I am an associate professor in political science at the University of Paris Nanterre. I am a member of the Institute for Social Sciences of Politics (ISP), and a junior member of the Institut Universitaire de France (IUF).

In 2021-2022, I am on research leave and based as Member with the Institute for Advanced Study in Princeton.

My research and teaching come together around a fundamental concern about what we can learn from regions long considered at the margins of the world. I have written on political violence, France’s (post)colonial policy in Africa as well as biometrics. I have also worked on gender and armed conflicts as well as academic freedom.

In my first research, I studied armed violence and conflicts and established an agenda for thinking about the place of violence in both politics and society. Based on ethnographic fieldwork in Chad, my research shows why war is part of the modern, day-to-day framework of politics in Chad as well as in so many other countries around the world. I pay particular attention to the routine forms of violence that mark the “inter-war”, the times and spaces in which war seems to be suspended.

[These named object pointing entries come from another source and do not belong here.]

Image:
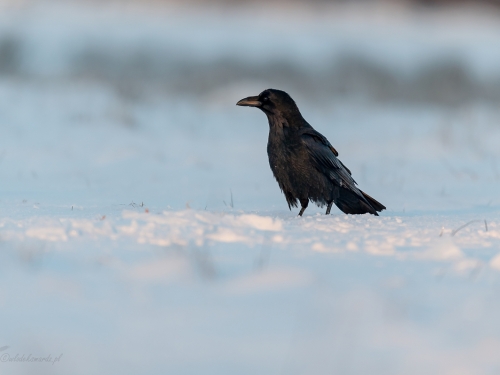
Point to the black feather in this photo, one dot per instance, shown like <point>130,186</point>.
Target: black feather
<point>304,163</point>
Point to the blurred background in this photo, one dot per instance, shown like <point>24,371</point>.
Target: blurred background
<point>127,174</point>
<point>120,88</point>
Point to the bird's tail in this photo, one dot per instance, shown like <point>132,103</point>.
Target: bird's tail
<point>351,203</point>
<point>374,203</point>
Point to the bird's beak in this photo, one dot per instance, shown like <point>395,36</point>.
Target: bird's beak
<point>251,101</point>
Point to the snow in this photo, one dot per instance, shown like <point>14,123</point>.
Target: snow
<point>141,230</point>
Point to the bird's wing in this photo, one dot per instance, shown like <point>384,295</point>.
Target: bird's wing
<point>324,158</point>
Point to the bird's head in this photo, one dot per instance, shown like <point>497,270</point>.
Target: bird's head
<point>272,102</point>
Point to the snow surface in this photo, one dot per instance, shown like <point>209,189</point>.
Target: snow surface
<point>141,230</point>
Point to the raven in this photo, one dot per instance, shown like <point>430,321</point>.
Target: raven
<point>304,163</point>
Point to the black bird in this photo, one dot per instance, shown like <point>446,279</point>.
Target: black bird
<point>304,163</point>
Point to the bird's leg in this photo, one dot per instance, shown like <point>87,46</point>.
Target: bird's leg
<point>303,203</point>
<point>328,208</point>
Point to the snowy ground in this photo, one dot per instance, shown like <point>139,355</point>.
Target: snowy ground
<point>141,230</point>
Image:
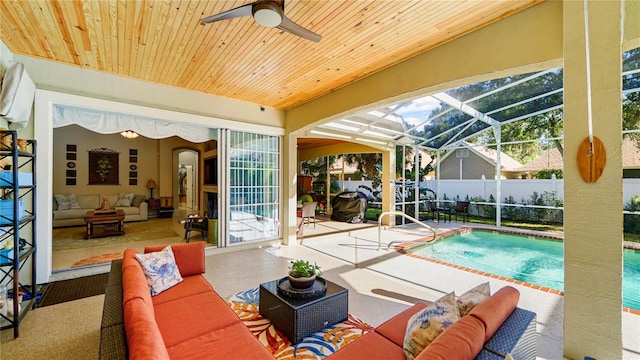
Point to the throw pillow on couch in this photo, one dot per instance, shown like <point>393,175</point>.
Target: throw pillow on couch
<point>425,326</point>
<point>160,269</point>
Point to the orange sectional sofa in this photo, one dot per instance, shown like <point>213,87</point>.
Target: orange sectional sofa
<point>492,329</point>
<point>188,321</point>
<point>191,321</point>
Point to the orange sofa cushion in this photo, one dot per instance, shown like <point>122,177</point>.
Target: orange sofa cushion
<point>198,314</point>
<point>496,309</point>
<point>143,336</point>
<point>370,346</point>
<point>129,258</point>
<point>134,285</point>
<point>395,328</point>
<point>233,342</point>
<point>191,285</point>
<point>189,257</point>
<point>461,341</point>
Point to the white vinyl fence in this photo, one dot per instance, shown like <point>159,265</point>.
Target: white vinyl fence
<point>517,188</point>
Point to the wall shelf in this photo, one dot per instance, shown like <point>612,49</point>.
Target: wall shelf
<point>18,225</point>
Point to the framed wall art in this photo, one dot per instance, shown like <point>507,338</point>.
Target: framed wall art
<point>104,167</point>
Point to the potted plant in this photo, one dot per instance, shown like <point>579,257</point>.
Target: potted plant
<point>302,274</point>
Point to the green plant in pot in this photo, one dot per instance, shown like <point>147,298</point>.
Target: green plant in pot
<point>302,274</point>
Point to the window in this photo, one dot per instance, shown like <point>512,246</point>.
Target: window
<point>254,183</point>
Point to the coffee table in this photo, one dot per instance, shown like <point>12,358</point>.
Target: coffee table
<point>112,223</point>
<point>297,318</point>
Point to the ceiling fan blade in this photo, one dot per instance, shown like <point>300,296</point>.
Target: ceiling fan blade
<point>244,10</point>
<point>295,29</point>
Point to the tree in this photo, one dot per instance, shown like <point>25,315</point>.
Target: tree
<point>631,101</point>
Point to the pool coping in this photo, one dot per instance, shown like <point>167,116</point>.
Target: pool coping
<point>402,247</point>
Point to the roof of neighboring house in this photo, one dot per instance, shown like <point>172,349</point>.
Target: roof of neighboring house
<point>491,156</point>
<point>551,159</point>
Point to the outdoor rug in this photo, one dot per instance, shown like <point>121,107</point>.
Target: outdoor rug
<point>73,289</point>
<point>98,259</point>
<point>315,346</point>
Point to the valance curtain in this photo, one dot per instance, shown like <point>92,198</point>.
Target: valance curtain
<point>105,122</point>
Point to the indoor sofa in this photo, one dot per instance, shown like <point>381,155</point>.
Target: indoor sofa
<point>494,328</point>
<point>188,321</point>
<point>67,212</point>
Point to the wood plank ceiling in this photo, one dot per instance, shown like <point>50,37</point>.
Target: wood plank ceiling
<point>161,41</point>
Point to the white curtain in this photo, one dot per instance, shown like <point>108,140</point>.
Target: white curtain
<point>105,122</point>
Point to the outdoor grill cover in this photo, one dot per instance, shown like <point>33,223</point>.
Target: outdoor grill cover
<point>349,206</point>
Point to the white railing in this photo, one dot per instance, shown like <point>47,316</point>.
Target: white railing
<point>399,213</point>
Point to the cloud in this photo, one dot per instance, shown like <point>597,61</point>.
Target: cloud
<point>418,109</point>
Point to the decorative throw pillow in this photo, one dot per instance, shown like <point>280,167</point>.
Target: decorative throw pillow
<point>160,269</point>
<point>137,200</point>
<point>473,297</point>
<point>124,200</point>
<point>426,325</point>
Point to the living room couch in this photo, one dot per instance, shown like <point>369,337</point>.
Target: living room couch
<point>73,214</point>
<point>191,321</point>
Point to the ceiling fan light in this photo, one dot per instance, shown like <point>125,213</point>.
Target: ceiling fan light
<point>268,15</point>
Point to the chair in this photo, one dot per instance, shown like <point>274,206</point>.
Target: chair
<point>436,211</point>
<point>309,211</point>
<point>195,222</point>
<point>462,208</point>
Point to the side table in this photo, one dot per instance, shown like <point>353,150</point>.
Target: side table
<point>297,318</point>
<point>154,204</point>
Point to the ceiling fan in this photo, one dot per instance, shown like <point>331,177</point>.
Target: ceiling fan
<point>266,13</point>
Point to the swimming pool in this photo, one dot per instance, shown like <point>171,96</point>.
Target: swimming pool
<point>526,258</point>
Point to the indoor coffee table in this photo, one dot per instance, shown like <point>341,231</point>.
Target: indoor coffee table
<point>300,317</point>
<point>112,223</point>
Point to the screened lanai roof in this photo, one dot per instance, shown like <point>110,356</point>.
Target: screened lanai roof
<point>441,120</point>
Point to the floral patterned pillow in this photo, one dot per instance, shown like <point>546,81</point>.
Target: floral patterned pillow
<point>160,269</point>
<point>426,325</point>
<point>473,297</point>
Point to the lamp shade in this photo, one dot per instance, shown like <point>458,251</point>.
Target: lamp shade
<point>151,184</point>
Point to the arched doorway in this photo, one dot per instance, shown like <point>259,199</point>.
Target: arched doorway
<point>185,187</point>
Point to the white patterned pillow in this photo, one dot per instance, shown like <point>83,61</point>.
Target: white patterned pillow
<point>124,200</point>
<point>424,326</point>
<point>160,269</point>
<point>66,202</point>
<point>473,297</point>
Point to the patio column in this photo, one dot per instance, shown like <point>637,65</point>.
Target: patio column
<point>593,211</point>
<point>388,188</point>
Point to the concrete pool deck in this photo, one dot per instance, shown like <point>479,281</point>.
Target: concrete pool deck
<point>359,247</point>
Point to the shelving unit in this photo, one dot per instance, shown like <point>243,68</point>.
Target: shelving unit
<point>18,224</point>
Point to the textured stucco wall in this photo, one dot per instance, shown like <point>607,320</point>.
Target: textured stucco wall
<point>593,215</point>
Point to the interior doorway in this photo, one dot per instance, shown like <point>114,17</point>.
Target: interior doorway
<point>186,175</point>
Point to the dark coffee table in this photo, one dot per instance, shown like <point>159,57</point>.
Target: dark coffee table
<point>296,317</point>
<point>111,222</point>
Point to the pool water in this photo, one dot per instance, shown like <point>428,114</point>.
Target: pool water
<point>534,260</point>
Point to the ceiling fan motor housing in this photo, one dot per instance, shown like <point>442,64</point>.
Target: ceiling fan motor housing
<point>267,14</point>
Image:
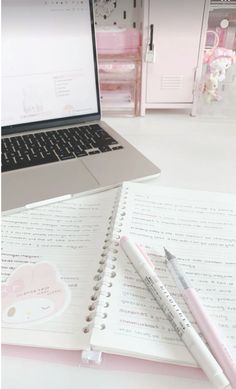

In my follow-up research, I have delved further into both the historical and transnational ramifications of armed violence in Chad and the Sahel. Exploring the role of the former colonial power, I point to an irony: seen from Chad, France has a violent and conflict-ridden history too.

My most recent work examines biometric voting in Africa. I investigate how biometrics has been designed and implemented, from the private companies to the voters in Africa. The deployment of biometric voting in Africa matters not only on its own terms, but also because the circulation of this commodified and technologically-framed conception of politics has troubling implications for democracy.

Beyond my daytime job, I am on the editorial board of Cultures & Conflits, an International Political Sociology journal published in Paris. I am also an editor at Afrique XXI, a French-speaking online media devoted to Africa.

I received my PhD in political science at Sciences Po Paris in 2009. Prior to my appointment at the University of Paris Nanterre, I was a Marie Curie post-doctoral fellow at the University of California, Berkeley. I am the recipient of the 2017 CNRS bronze medal.